Fox: That’s not a genre I would have thought of when picking a love song, but it totally makes sense. I really appreciated that the lyrics are pretty simple, but the music is so intense, so it’s a weird contrast. 

Gadbois: There’s a physicality, I think, that ties together a lot of Animal Collective’s work. There’s a simplicity to what they’re talking about, but a lot of it gets fleshed out through what you’re hearing. It’s funny, you mention coming-of-age too because this song came out in 2009. So it did come out at that age when you start to discover music like that and it feels so fitting.  

Nora Lewis, Daily Arts Writer: So I chose “Do You Remember” by Jill Scott because when I think of love songs, I gravitate toward ’90s R&B. I like the narrative style of a lot of ’90s R&B and this song, in particular, is a reflection of a childhood love and how it’s grown over the years, which I think is really sweet. 

Beekman: Another great choice. To me, that felt like a sunny afternoon drive home on the school bus.  

Gadbois: It’s interesting you say it’s sunny, because I felt the exact opposite. I was thinking about a moonlit walk under street lights. I think ’90s R&B production has some of the most mysterious and alluring sounds. It’s insane because it immediately sucks you in and you have to sway your head. It’s so good.

Gannon: I feel like I lost time listening to that song because I was so hypnotized. It completely took over every one of my senses. I was suspended while I was listening to it and then when it ended it let me go. I was out of it for the whole time, in a good way. It was comforting and warm — I felt enveloped by the music.

Lewis: I feel like it’s a good mixture of what Katie and Drew said. I think it’s supposed to be a reflection on a childhood love, so Scott reflects on the past, which is the sunny, childhood part, and she sings about where they are now, like they are catching up on a nighttime stroll. 

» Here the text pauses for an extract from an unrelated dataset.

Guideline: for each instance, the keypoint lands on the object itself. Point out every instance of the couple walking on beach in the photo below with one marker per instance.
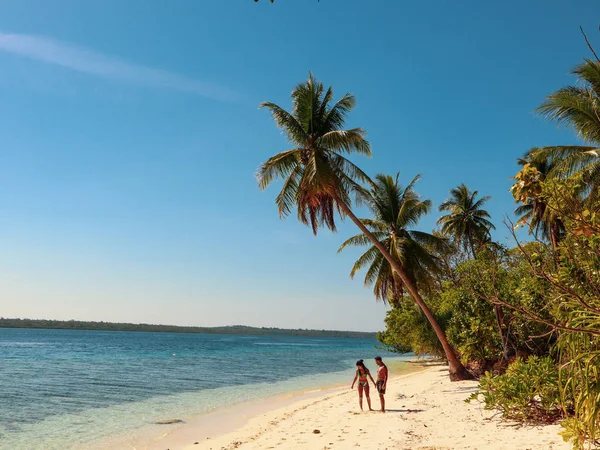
(362, 375)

Gadbois: Regardless, it’s definitely a warm feeling. I think you’re totally right and I don’t think of a nighttime stroll as anything other than warm as well. 

Beekman: To finish the party, I chose a country song: “Just to See You Smile” by Tim McGraw.

Gadbois: There’s an awesome rhythm to that that I really enjoyed.

Gannon: I thoroughly enjoyed that. There’s something about country music and the instrumentation of the fiddle and banjo and the vulnerable vocals that make it feel very “every man.” It feels more relatable than the average song just because it feels so pared down musically. It feels as if someone is just sitting there on their porch, singing about seeing you smile. I thought it was a really great romantic song, probably one of the most vulnerable and emotionally accessible of the songs we listened to. Mine was very old-fashioned and Drew’s song evoked an intense emotional nostalgia. But I feel like the Tim McGraw song is one that anyone of any musical taste could relate to.  

Lewis: I’m not really like a country fan generally, but I feel like the word to describe the song is jovial. It’s very upbeat and fun and it works well as a love song. Like Madeleine said, anyone can kind of relate to it, which is nice.  

Beekman: Does anyone have anything to say about our choices overall? 

Gadbois: I think they reflect the music beat entirely.  

Gannon: I think the songs make a lot of sense. Love is different for everyone, it’s not just one thing. There’s a lot of different ways to love and a lot of different kinds of love so I think it makes sense that none of our songs are very similar.

Beekman: Well, thanks for coming to the party, y’all. I hope you had a good time.